A FRAGANT, SWEET AND SILKY COFFEE
In our town of Caripe, the traditional process has been wet and dry processing, although recently some initiatives that are applying drying in African beds and carrying out tests with both Natural and Natural processes have begun to emerge from the hands of new generations of coffee growers. Honey, as well as longer controlled fermentations. The objective is to continue optimizing the quality of this coffee, that already now, in tasting tests recently carried out in Indianapolis, the Caripe Hybrid has obtained a high sensory score of 83.74 points, standing out as a very fragrant and very sweet coffee, with medium-low citric acidity; silky and light body and pleasant descriptors of chocolate, brown sugar or cane honey.
CARIPE HYBRID DISCLOSURE
Despite these good qualities, however, our Hybrid is little known and that is why our current objective is to stimulate its knowledge and dissemination. It is in this sense that we have planned a genetic study with the participation of a Venezuelan university in order to deepen the scientific aspects that at the time I studied this coffee could not be carried out and in this way determine its genetic condition as an original hybrid. of our territory. We are convinced that this would constitute a scientific contribution as a discovery for the world of coffee and would also contribute to achieving a denomination of origin of its own, since the Caripe Hybrid is spread in all the farms of this municipality, so important in the Venezuelan coffee industry .

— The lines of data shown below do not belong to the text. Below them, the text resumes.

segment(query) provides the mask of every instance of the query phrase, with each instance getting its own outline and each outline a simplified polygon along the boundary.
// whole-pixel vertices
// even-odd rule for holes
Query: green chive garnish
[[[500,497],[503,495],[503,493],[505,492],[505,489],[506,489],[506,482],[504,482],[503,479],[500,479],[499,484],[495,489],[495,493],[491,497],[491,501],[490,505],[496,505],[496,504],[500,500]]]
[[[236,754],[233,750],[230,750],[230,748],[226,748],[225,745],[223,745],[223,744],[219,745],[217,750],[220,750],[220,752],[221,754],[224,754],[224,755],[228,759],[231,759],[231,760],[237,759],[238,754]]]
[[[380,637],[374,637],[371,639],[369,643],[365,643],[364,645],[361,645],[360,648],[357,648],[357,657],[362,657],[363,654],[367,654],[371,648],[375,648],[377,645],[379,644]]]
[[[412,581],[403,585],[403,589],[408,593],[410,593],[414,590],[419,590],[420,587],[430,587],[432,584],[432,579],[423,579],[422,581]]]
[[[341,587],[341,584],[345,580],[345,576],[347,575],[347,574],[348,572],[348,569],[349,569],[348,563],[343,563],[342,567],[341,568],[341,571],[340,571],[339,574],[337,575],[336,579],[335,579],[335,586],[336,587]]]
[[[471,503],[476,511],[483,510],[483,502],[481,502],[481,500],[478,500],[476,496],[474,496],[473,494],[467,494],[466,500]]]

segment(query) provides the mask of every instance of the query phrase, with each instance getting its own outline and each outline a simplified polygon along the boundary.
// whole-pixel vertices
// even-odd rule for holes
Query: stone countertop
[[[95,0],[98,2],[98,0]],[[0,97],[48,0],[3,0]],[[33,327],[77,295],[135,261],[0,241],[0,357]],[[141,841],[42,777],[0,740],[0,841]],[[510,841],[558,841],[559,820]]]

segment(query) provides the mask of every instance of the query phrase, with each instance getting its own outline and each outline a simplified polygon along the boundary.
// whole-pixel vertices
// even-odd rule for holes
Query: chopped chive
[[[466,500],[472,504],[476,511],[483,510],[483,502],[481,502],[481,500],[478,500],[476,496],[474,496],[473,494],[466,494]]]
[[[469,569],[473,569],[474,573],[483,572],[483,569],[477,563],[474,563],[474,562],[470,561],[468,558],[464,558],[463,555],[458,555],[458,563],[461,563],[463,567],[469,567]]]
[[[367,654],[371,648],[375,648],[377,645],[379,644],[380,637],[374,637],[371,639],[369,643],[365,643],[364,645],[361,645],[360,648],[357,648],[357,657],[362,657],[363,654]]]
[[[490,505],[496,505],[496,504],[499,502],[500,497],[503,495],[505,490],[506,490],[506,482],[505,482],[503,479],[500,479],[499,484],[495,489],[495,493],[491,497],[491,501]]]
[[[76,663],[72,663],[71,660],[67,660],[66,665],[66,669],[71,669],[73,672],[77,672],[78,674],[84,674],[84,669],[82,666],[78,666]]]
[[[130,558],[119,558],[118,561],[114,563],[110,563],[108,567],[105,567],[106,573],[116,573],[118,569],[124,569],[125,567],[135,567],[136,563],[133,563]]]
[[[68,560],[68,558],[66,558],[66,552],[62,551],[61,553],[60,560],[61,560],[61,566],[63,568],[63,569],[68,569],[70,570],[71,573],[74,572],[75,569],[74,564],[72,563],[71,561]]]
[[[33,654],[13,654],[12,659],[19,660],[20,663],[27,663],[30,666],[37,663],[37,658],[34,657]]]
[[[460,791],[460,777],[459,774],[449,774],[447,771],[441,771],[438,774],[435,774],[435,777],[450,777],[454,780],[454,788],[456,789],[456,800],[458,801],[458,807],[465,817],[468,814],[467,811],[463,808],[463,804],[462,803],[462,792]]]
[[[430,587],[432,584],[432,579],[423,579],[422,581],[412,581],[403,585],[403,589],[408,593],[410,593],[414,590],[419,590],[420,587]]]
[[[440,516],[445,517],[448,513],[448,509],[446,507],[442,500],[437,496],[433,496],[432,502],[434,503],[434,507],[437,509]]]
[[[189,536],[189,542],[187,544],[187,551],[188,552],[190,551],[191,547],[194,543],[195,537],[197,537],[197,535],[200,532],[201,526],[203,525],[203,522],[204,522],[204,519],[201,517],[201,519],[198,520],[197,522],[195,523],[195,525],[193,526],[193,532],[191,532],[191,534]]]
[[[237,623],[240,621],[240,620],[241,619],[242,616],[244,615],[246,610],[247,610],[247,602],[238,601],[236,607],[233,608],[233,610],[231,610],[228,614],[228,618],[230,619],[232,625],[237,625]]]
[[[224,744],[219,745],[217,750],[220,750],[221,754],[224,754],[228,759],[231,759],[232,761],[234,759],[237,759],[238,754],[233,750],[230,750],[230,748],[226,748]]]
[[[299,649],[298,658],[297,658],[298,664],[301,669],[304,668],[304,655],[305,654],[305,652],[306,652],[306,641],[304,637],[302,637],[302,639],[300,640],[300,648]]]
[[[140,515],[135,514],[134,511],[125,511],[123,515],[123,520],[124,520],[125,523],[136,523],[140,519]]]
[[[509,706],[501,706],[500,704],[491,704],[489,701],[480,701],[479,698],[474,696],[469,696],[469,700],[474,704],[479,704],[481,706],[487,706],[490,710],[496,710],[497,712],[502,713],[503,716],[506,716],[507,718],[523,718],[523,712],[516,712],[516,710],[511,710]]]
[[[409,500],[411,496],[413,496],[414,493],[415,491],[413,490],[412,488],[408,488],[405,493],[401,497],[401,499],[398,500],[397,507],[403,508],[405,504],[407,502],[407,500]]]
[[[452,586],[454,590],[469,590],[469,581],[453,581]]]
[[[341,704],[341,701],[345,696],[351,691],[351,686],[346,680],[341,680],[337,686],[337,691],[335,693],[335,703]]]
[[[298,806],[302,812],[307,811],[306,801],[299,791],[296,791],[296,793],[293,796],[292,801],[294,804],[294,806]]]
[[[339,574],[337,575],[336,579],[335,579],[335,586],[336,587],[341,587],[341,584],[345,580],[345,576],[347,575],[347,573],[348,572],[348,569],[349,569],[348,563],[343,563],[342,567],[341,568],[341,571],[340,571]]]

For the moment, unfortunately, the current conditions in our country make it very difficult for the project to be carried out, since part of it depends on many factors beyond our reach. To mention some, for example, to say that public universities have only been approved 21% of the budget requests for their operation for the remainder of this year and 2021 and this is causing genetics laboratories to be almost paralyzed . This, however, is not going to be a reason to stop working in favor of the dissemination of the Caripe Hybrid, with which we seek to be a dynamic element of the coffee activity in our municipality by providing a product with high quality of origin that can become an important reference for the differentiated and specialty coffee markets. Let's wake up the sleeping giant!